12.4 Shelve Data Set Implementation

 

The shelve data set uses the Python standard module  shelve.py, which provides a file-based hash table (dictionary) that allows efficient storage and access of arbitrary records. Thus, a shelve data set becomes an efficient and convenient data set implementation for temporary persistent storage of records. This data set implementation is for direct random access only.

Note: The Python shelve module is based on a database like dbm, gdbm or bsddb. Unfortunately, these database libraries seem to be badly broken when used within Python 2.2 (i.e. they crash when trying to load several thousand records into a shelve). Starting with Febrl version 0.2.1 we are therefor supporting the use of the external module bsddb3 which can be downloaded from http://pybsddb.sourceforge.net. The Berkeley database library itself is available under an open source software license from Sleepycat Software at http://www.sleepycat.com. The shelve data set implementation automatically detects if the bsddb3 module is installed or not, and will use it if it is available.

The fields attribute of a shelve data set must be a dictionary where the keys are the field names. The corresponding values are not used and can thus be anything, e.g. an empty string or an integer number. They are not needed to access records or the fields within records.

Two additional attributes (besides the general data set attributes as described above) for a shelve data set are

The following example shows how to initialise a shelve data set and how to access it in read/write mode. It is assumed that the dataset.py module has been imported using the import dataset command.

# ====================================================================

mydata = dataset.DataSetShelve(name = 'hospital-data',
                        description = 'Hospital data from 1990-2000',
                       access_right = 'readwrite',
                          file_name = 'hospital',
                              clear = True,
                             fields = {'year':'',
                                       'surname':'',
                                       'givenname':'',
                                       'dob':'',
                                       'address':'',
                                       'postcode':'',
                                       'state':''},
                     fields_default = '',
                     missing_values = ['','missing'])
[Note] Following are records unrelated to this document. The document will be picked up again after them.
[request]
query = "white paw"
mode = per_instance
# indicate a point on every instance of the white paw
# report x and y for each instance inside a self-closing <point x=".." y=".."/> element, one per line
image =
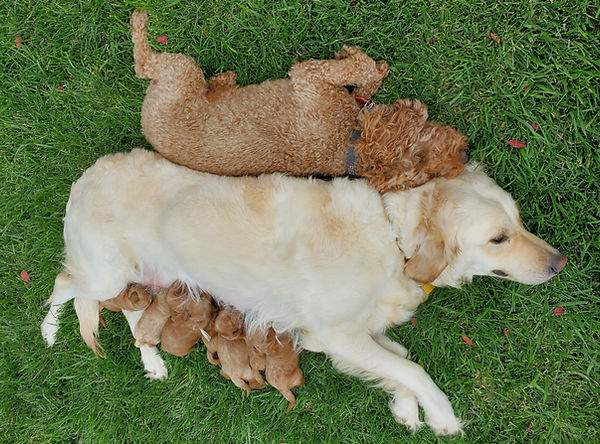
<point x="153" y="364"/>
<point x="49" y="330"/>
<point x="446" y="425"/>
<point x="406" y="412"/>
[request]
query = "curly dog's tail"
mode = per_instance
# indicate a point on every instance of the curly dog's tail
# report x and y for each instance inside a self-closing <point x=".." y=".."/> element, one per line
<point x="146" y="59"/>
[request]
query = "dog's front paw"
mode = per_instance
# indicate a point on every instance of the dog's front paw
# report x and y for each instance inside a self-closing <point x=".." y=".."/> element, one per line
<point x="49" y="330"/>
<point x="406" y="412"/>
<point x="153" y="363"/>
<point x="346" y="51"/>
<point x="446" y="425"/>
<point x="382" y="68"/>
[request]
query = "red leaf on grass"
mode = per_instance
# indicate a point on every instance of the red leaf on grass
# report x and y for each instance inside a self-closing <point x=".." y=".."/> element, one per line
<point x="25" y="276"/>
<point x="494" y="37"/>
<point x="516" y="143"/>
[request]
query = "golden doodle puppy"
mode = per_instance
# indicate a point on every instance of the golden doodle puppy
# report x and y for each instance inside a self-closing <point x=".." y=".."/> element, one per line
<point x="308" y="124"/>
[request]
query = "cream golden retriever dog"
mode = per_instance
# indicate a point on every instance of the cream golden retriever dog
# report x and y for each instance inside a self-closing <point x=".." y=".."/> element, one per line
<point x="334" y="263"/>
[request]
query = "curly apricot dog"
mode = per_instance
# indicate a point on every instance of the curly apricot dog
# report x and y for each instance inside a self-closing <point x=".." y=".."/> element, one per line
<point x="308" y="124"/>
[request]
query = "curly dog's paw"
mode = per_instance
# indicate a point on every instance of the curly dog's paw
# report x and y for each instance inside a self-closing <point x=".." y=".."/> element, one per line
<point x="346" y="51"/>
print mydata.num_records  # Print total number for records

first_record = {'surname':'miller','givenname':'peter','state':'act',
                '_rec_num_':0}

mydata.write_record(first_record)

more_records = [{'surname':'smith','givenname':'dave','dob':'1966',
                 '_rec_num_':1},
                {'surname':'winkler','givenname':'harry',
                 '_rec_num_':42},
                {'surname':'paul','postcode':'2100','state':'nsw',
                 '_rec_num_':0}]

mydata.write_records(more_records)

print mydata.num_records  # Print total number for records (3)
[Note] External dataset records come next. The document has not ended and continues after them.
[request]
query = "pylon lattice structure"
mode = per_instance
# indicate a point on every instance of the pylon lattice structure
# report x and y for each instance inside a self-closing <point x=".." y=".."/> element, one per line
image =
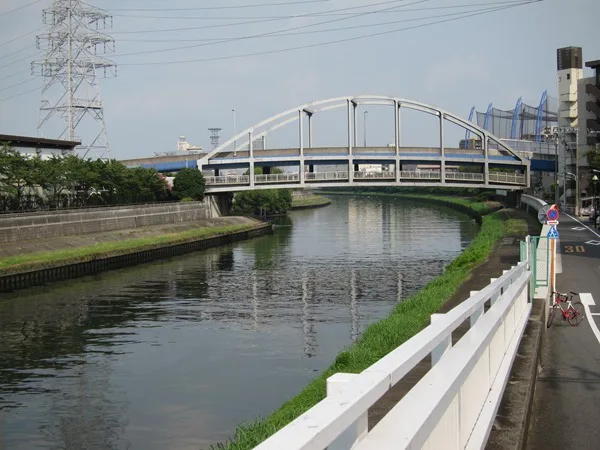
<point x="74" y="47"/>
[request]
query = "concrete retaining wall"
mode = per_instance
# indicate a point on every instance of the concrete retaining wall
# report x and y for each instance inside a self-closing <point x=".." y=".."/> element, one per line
<point x="57" y="272"/>
<point x="16" y="227"/>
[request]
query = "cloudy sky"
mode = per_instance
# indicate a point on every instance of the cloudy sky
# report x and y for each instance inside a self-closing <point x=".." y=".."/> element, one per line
<point x="182" y="70"/>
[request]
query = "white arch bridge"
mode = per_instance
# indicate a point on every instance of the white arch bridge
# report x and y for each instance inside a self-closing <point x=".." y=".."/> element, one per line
<point x="485" y="162"/>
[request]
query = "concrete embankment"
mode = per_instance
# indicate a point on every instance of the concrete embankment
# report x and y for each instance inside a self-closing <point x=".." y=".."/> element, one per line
<point x="310" y="202"/>
<point x="67" y="254"/>
<point x="22" y="227"/>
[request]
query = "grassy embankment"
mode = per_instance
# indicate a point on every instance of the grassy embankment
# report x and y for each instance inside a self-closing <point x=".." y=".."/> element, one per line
<point x="33" y="261"/>
<point x="406" y="320"/>
<point x="308" y="202"/>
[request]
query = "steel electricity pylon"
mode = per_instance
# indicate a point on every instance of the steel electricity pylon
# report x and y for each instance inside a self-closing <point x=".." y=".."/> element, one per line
<point x="74" y="47"/>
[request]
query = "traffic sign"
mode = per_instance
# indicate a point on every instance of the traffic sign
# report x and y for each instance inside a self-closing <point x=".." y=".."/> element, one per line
<point x="552" y="213"/>
<point x="542" y="214"/>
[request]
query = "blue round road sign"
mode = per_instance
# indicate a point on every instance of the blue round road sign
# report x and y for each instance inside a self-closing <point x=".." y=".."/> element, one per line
<point x="552" y="214"/>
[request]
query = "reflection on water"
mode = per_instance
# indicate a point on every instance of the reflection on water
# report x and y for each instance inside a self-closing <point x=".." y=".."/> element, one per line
<point x="176" y="353"/>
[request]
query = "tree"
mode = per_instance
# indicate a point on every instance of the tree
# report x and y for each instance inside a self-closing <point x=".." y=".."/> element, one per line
<point x="189" y="183"/>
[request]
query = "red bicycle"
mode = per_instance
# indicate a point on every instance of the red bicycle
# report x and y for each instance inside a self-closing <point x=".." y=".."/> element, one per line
<point x="573" y="313"/>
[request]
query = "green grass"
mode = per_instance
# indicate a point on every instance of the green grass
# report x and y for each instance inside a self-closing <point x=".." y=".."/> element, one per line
<point x="106" y="249"/>
<point x="314" y="200"/>
<point x="406" y="320"/>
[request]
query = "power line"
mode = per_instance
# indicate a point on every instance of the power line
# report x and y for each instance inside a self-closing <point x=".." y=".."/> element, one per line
<point x="14" y="75"/>
<point x="18" y="84"/>
<point x="19" y="60"/>
<point x="19" y="8"/>
<point x="250" y="22"/>
<point x="264" y="34"/>
<point x="208" y="8"/>
<point x="15" y="52"/>
<point x="322" y="44"/>
<point x="344" y="28"/>
<point x="21" y="36"/>
<point x="20" y="93"/>
<point x="315" y="14"/>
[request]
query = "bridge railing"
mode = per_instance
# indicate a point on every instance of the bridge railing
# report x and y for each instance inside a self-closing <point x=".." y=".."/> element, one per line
<point x="294" y="177"/>
<point x="386" y="174"/>
<point x="453" y="406"/>
<point x="421" y="175"/>
<point x="464" y="176"/>
<point x="326" y="176"/>
<point x="509" y="178"/>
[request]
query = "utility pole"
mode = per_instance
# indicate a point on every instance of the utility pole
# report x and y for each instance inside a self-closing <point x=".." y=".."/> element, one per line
<point x="214" y="137"/>
<point x="365" y="126"/>
<point x="71" y="97"/>
<point x="556" y="189"/>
record = mydata.read_record(42)

record_list = mydata.read_records([0,1])

mydata.re_initialise()  # Re-initialise data set in readwrite mode

record = mydata.read_record(1)

mydata.write_record(first_record)
mydata.re_initialise('read')  # Re-initialise data set in read mode

record_list2 = mydata.read_records([42,0,1])

mydata.finalise()  # Close file, finalise access to data set

Note that record numbers (values in the hidden field _rec_num_) do not necessarily need to be in a consecutive range, as shown in the example above. Also, records can be overwritten at any time if a new record with an already existing record number value is written to the data set.